Sullivan Brynne A, Moreira Alvaro G, McAdams Ryan M, Knake Lindsey A, Husain Ameena, Qiu Jiaxing, Mudireddy Avinash, Majeedi Abrar, Shalish Wissam, Lake Douglas E, Vesoulis Zachary A
University of Virginia, Department of Pediatrics, Division of Neonatology, Charlottesville, VA, USA.
University of Texas Health San Antonio, Department of Pediatrics, Division of Neonatology, San Antonio, TX, USA.
Pediatr Res. 2024 Dec 16. doi: 10.1038/s41390-024-03773-5.
Predicting mortality risk in neonatal intensive care units (NICUs) is challenging due to complex, variable clinical and physiological data. Machine learning (ML) offers potential for more accurate risk stratification.
To compare the performance of various ML models in predicting NICU mortality using a team-based modeling competition.
We conducted a modeling competition with five neonatologist-led teams applying ML techniques-logistic regression, CatBoost, neural networks, random forest, and XGBoost-to a shared dataset from over 6,000 NICU admissions. The dataset included static demographic and clinical variables, alongside daily samples of heart rate and oxygen saturation. Each team developed models to predict mortality risk at baseline and within 7 days. Models were evaluated using the area under the receiver operator characteristic curve (AUC). Results were presented at a national meeting, where an audience poll ranked models before AUC results were revealed.

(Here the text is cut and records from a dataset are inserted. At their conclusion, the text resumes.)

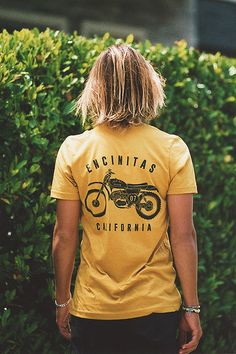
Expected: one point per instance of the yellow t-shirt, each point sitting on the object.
(122, 179)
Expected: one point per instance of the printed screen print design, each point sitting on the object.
(143, 196)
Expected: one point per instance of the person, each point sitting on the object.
(128, 183)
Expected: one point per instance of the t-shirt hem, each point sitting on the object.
(124, 315)
(182, 190)
(62, 195)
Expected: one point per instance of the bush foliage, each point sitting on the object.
(41, 75)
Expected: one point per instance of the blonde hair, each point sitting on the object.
(122, 89)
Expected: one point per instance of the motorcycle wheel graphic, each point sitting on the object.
(149, 205)
(94, 204)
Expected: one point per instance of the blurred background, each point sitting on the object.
(208, 25)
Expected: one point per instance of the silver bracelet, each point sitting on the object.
(193, 308)
(63, 305)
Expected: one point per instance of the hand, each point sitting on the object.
(189, 323)
(63, 321)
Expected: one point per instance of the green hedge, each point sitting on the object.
(41, 75)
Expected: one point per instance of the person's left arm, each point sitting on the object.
(64, 247)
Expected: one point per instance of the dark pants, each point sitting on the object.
(151, 334)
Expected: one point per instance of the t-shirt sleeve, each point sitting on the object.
(64, 185)
(182, 175)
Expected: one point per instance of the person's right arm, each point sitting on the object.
(184, 248)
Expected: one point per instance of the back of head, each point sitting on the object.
(122, 89)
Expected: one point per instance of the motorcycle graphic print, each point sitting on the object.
(143, 196)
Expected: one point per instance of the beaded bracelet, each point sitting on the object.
(63, 305)
(194, 308)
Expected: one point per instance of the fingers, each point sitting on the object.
(65, 330)
(192, 345)
(63, 323)
(182, 337)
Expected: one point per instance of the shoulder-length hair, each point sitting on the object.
(122, 89)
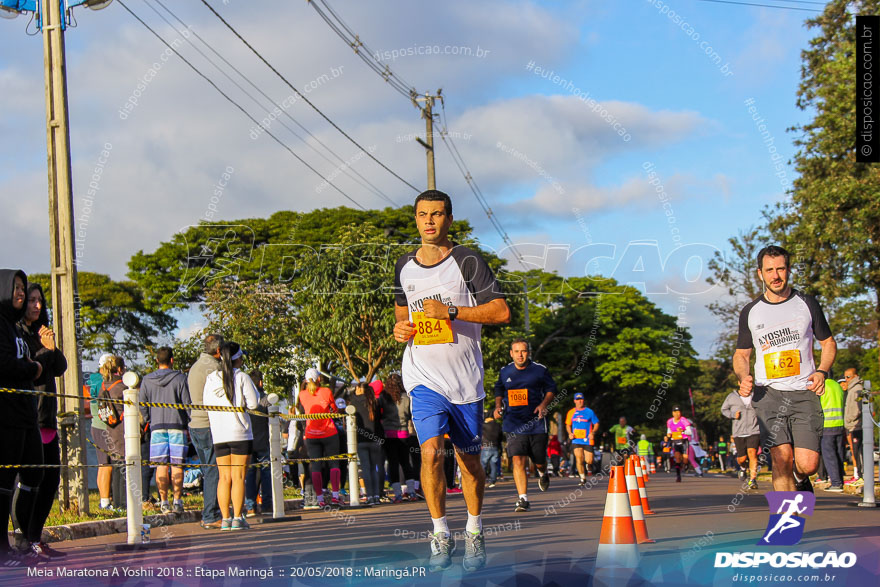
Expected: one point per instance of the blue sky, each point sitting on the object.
(683, 114)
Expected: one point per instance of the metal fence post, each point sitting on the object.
(354, 488)
(276, 464)
(134, 493)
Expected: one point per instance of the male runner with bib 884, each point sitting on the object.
(781, 326)
(443, 294)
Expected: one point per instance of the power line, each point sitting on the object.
(298, 93)
(462, 167)
(365, 184)
(353, 40)
(237, 105)
(766, 5)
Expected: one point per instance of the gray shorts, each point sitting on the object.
(788, 417)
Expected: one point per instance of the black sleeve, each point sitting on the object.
(477, 274)
(399, 295)
(12, 367)
(744, 338)
(499, 386)
(821, 330)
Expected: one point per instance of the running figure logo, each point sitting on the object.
(786, 526)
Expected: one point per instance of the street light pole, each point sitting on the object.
(62, 263)
(51, 19)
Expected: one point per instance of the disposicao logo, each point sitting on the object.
(786, 526)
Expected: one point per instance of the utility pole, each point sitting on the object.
(428, 114)
(63, 266)
(51, 18)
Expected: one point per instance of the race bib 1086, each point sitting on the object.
(430, 330)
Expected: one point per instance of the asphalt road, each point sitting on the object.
(553, 544)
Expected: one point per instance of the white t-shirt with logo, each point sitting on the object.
(782, 335)
(461, 279)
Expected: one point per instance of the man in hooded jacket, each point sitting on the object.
(20, 441)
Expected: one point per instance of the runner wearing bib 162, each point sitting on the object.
(781, 326)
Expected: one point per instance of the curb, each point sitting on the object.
(92, 529)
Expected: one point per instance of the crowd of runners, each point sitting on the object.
(426, 430)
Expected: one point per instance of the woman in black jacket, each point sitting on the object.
(370, 441)
(19, 435)
(34, 329)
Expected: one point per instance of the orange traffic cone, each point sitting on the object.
(617, 542)
(635, 503)
(643, 493)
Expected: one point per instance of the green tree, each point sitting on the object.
(266, 250)
(263, 320)
(831, 223)
(610, 342)
(113, 315)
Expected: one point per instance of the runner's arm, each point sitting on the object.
(403, 329)
(492, 312)
(829, 352)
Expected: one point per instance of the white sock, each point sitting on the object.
(475, 524)
(440, 525)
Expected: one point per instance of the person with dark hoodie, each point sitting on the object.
(34, 329)
(20, 442)
(168, 438)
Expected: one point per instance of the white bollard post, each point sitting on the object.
(276, 466)
(351, 435)
(868, 500)
(134, 493)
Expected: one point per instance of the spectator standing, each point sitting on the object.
(746, 433)
(168, 438)
(200, 428)
(34, 329)
(491, 450)
(106, 473)
(621, 437)
(370, 438)
(113, 436)
(258, 480)
(232, 431)
(321, 435)
(19, 434)
(832, 434)
(395, 407)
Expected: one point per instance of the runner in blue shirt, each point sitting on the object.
(522, 393)
(582, 424)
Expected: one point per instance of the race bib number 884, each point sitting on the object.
(430, 330)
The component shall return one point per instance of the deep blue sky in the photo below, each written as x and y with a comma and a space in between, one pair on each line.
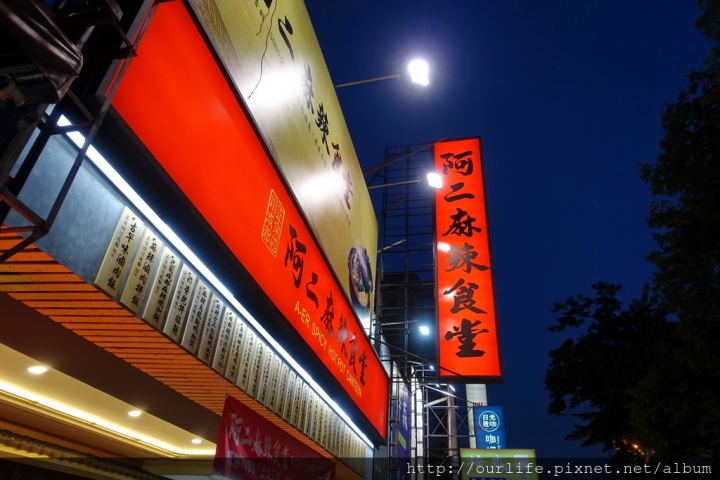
566, 96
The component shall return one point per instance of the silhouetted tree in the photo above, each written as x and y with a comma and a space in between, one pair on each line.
633, 376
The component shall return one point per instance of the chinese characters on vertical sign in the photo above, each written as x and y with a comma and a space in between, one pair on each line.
118, 255
468, 342
489, 427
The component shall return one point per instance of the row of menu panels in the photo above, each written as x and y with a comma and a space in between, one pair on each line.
142, 273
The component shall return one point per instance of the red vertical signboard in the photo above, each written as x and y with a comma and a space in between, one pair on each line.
468, 347
251, 448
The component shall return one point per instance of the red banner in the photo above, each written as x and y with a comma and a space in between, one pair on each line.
468, 341
250, 447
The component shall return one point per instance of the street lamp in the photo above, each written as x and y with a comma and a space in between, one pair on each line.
434, 180
418, 69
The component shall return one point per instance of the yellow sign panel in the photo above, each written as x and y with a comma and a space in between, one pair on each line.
273, 57
506, 464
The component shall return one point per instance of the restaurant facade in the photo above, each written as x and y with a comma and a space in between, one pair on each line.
187, 225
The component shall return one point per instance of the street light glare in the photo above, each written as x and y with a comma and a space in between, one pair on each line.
419, 71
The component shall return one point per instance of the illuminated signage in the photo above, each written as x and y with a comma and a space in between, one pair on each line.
207, 145
249, 447
467, 330
509, 464
489, 427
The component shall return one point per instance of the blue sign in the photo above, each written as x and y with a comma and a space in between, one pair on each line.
489, 427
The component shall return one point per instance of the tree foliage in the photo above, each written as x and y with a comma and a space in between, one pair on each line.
661, 386
592, 377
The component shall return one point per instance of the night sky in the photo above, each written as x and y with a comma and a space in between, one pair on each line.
567, 97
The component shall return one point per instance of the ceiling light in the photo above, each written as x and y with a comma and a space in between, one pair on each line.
435, 180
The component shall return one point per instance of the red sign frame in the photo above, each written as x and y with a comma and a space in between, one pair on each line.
468, 346
200, 134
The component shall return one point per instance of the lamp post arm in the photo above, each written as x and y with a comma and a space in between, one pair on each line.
376, 79
394, 184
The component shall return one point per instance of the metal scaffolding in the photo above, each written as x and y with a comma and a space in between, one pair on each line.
405, 300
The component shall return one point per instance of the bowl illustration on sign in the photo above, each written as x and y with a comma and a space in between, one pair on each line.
360, 278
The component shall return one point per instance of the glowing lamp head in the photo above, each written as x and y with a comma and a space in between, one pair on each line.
435, 180
419, 71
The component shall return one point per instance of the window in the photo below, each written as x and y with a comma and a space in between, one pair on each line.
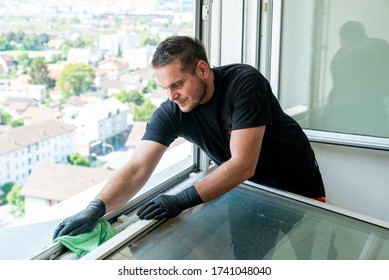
334, 65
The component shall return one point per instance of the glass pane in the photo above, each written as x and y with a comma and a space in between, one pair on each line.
334, 70
248, 223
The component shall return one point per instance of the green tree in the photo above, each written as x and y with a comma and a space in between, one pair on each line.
6, 118
4, 45
151, 84
38, 71
23, 61
134, 96
74, 79
77, 159
16, 201
6, 188
144, 112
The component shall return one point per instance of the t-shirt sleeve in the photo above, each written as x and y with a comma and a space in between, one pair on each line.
251, 100
161, 127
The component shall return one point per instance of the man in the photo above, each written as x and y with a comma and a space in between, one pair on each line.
231, 113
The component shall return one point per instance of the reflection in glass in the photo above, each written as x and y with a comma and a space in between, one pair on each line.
248, 223
334, 72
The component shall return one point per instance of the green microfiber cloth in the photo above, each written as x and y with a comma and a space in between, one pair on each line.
85, 242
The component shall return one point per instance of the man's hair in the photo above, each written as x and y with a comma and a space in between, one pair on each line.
184, 49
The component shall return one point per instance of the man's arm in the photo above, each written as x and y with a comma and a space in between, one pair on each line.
131, 177
245, 146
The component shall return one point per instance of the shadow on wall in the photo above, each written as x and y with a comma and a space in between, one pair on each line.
359, 99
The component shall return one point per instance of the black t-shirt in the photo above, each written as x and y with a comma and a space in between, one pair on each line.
242, 99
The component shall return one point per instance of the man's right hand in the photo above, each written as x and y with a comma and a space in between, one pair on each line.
82, 222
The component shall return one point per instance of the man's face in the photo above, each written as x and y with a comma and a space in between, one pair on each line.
186, 89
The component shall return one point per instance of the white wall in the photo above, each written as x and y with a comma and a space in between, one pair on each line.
356, 179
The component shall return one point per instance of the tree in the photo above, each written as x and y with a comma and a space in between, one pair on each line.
74, 79
23, 61
39, 72
134, 96
144, 112
6, 188
77, 159
16, 201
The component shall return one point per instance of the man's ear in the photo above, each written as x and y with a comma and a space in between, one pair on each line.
203, 69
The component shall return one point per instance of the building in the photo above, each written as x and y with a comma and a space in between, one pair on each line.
101, 126
22, 147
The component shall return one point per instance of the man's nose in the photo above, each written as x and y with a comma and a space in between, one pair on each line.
172, 94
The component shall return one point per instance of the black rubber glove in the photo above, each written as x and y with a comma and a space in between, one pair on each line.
82, 222
168, 206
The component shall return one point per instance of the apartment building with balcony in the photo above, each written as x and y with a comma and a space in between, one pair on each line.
49, 141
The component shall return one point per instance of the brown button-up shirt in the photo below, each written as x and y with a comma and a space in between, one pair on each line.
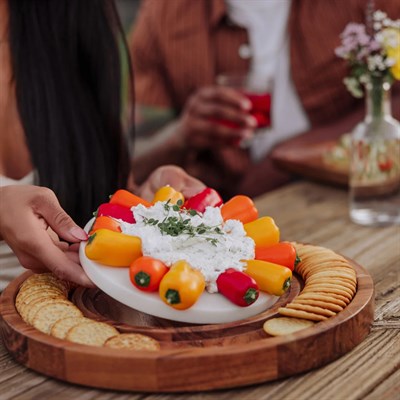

The audience favored the most complex model (CNN) for real-world application, though logistic regression achieved the highest AUC on test data. Teams employed varied feature selection, tuning, and evaluation strategies.
Logistic regression outperformed more complex models, highlighting the importance of selecting modeling methods based on data characteristics, interpretability, and expertise rather than model complexity alone.
By demonstrating that model complexity does not necessarily equate to better predictive performance, this research encourages the careful selection of modeling approaches.
由于临床和生理数据复杂多变,预测新生儿重症监护病房(NICU)的死亡风险具有挑战性。机器学习(ML)为更准确的风险分层提供了潜力。
通过基于团队的建模竞赛,比较各种ML模型在预测NICU死亡率方面的性能。
我们举办了一场建模竞赛,五个由新生儿科医生领导的团队将ML技术——逻辑回归、CatBoost、神经网络、随机森林和XGBoost——应用于来自6000多名NICU入院患者的共享数据集。该数据集包括静态人口统计学和临床变量,以及心率和血氧饱和度的每日样本。每个团队开发模型以预测基线时和7天内的死亡风险。使用受试者工作特征曲线下面积(AUC)评估模型。结果在一次全国性会议上公布,在AUC结果公布之前,由观众投票对模型进行排名。
观众青睐最复杂的模型(CNN)用于实际应用,尽管逻辑回归在测试数据上的AUC最高。各团队采用了不同的特征选择、调整和评估策略。
逻辑回归优于更复杂的模型,突出了根据数据特征、可解释性和专业知识而非仅根据模型复杂性来选择建模方法的重要性。
通过证明模型复杂性不一定等同于更好的预测性能,本研究鼓励谨慎选择建模方法。